Sheril's postdoc piece hit home. I'm in year 5 of my postdoc after a 6 yr PhD. She did great on the article and I hope to see more lengthy contributions from her in the future. You both have a lot behind what you say in more ways than a blog does justice.

Thus the problem with pure tech schools (MIT/CalTech/RPI), the students, future scientists (and to some extent the engineers), have limited to no interaction with the rest of the world, the "liberal arts majors" as scientists/engineers like to sneer. So they end up being surrounded by people with a basic minimum level of science understanding and never interact on an intellectual level with said "libarts" folks. Start mingling the two groups and they'll realize that there are a whole slew of people that have little to no interest in their deep scientific pursuits and while not totally lacking in that basic understanding, don't put the same 2+2 together and need a little more help in that area. Journalists just happen to be the ones they have to teach the most so that the Journalist can further make the connections for the rest of the populace.

At least that's what I learned after knowing many people from the above schools (having gone to one), and people of the liberal arts world (having dated many, lived with a good number, and growing up in a richly mixed world of the two). My "libarts" friends are all fascinated by the stuff, but not able to cleanly make the connections we take for granted.
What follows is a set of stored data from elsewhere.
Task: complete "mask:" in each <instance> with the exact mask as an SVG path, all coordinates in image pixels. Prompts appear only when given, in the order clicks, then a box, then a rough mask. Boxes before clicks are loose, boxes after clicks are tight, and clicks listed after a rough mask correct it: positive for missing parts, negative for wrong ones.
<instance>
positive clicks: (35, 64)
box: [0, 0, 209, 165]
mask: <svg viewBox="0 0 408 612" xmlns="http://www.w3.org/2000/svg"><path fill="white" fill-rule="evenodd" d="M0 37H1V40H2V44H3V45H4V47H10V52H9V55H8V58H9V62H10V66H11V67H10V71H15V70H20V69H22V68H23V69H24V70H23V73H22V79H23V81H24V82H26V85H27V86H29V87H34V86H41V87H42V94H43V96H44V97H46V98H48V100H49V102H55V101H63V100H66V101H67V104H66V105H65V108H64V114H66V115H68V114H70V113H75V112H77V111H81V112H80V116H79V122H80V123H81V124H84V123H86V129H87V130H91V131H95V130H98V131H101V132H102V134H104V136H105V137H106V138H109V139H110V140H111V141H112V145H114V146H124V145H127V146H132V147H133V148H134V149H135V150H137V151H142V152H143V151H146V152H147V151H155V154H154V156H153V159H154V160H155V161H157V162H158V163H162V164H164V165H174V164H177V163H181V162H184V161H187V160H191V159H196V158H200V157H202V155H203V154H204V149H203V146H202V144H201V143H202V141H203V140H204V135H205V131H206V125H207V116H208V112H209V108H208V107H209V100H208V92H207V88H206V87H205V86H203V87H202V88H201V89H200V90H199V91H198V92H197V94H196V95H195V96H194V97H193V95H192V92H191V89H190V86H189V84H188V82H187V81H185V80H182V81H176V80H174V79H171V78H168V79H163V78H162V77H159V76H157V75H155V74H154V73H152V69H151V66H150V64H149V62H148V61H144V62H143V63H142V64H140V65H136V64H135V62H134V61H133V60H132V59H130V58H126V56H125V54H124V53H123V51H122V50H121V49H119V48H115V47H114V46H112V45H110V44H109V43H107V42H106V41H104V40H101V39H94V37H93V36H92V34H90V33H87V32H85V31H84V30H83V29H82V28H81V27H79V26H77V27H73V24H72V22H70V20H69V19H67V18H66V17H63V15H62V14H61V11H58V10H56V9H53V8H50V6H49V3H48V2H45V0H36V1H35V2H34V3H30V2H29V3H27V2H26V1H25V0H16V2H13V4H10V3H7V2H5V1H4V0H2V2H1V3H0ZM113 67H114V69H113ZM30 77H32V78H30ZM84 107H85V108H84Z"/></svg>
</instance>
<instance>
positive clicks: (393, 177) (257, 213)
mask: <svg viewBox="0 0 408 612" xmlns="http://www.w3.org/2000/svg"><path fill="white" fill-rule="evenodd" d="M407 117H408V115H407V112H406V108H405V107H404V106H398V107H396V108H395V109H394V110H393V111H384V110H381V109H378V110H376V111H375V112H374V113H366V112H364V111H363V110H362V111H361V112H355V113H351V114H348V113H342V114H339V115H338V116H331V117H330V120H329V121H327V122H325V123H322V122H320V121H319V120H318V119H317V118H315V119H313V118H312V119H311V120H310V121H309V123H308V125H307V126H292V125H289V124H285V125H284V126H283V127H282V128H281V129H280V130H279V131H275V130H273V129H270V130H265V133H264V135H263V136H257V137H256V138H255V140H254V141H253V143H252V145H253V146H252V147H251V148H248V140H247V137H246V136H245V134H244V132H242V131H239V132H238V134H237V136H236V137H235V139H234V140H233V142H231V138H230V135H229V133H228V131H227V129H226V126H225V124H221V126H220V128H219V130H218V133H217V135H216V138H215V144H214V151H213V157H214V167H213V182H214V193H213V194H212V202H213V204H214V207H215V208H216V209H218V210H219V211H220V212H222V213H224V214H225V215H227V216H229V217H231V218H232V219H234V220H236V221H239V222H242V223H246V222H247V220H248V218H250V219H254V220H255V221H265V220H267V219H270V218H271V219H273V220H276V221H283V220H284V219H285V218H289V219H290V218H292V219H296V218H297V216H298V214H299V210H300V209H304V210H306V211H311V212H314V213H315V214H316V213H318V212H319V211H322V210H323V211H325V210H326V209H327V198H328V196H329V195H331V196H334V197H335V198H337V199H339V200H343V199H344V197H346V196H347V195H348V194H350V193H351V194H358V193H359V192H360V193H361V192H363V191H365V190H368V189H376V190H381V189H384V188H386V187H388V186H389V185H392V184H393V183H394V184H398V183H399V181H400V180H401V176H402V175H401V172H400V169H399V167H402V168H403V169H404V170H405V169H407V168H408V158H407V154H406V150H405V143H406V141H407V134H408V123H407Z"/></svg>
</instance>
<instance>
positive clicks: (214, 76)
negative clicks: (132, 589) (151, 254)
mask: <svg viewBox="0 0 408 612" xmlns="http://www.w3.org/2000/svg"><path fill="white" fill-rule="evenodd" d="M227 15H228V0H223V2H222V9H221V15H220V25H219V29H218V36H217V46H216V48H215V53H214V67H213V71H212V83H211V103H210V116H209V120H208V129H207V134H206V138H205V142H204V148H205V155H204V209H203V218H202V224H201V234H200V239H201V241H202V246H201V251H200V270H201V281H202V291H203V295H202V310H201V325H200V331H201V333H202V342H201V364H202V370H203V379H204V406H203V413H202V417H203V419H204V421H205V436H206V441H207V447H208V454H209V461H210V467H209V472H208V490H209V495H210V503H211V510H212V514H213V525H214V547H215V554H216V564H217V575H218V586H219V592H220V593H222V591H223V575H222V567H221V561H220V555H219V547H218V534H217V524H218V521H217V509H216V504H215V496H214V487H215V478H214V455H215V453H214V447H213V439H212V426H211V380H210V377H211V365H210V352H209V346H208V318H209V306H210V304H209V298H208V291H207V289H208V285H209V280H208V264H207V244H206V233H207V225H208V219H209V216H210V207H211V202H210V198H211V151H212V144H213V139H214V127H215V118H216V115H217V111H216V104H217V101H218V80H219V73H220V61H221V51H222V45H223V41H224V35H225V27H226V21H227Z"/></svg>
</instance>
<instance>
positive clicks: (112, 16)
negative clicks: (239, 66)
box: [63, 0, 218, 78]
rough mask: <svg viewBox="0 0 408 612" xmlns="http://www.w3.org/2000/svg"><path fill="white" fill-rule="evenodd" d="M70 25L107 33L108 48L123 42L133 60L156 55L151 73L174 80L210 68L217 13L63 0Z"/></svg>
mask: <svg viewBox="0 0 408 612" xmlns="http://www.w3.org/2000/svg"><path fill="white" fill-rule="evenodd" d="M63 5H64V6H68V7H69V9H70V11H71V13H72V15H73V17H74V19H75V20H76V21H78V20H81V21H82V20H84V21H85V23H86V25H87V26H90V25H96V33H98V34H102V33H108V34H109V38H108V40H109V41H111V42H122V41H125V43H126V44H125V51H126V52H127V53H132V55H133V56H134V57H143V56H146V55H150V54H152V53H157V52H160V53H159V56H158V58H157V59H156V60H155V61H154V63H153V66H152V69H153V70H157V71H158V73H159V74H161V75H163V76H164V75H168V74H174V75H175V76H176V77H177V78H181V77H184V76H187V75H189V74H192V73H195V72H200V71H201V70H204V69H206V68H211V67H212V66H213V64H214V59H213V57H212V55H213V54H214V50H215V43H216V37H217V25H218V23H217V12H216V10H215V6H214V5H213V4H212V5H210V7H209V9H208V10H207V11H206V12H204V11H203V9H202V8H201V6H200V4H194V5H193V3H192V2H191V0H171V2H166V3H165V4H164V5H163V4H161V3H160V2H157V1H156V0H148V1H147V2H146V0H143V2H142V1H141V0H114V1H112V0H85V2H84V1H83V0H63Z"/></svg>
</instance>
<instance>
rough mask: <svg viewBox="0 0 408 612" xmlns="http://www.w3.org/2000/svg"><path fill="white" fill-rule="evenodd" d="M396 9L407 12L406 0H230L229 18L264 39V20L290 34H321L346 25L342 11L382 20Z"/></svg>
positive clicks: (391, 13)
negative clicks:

Step them through how their prior knowledge links to these new discoveries, etc. and they gain a much greater respect for what they learned and what new research is being done.

It's the non-gender version of Men Are From Mars, Women Are From Venus...

Conversely, scientists with little to no humanities education can come off to "libarts folks" as astoundingly naive when it comes to evaluating ideas which cannot be analyzed using scientific methodologies.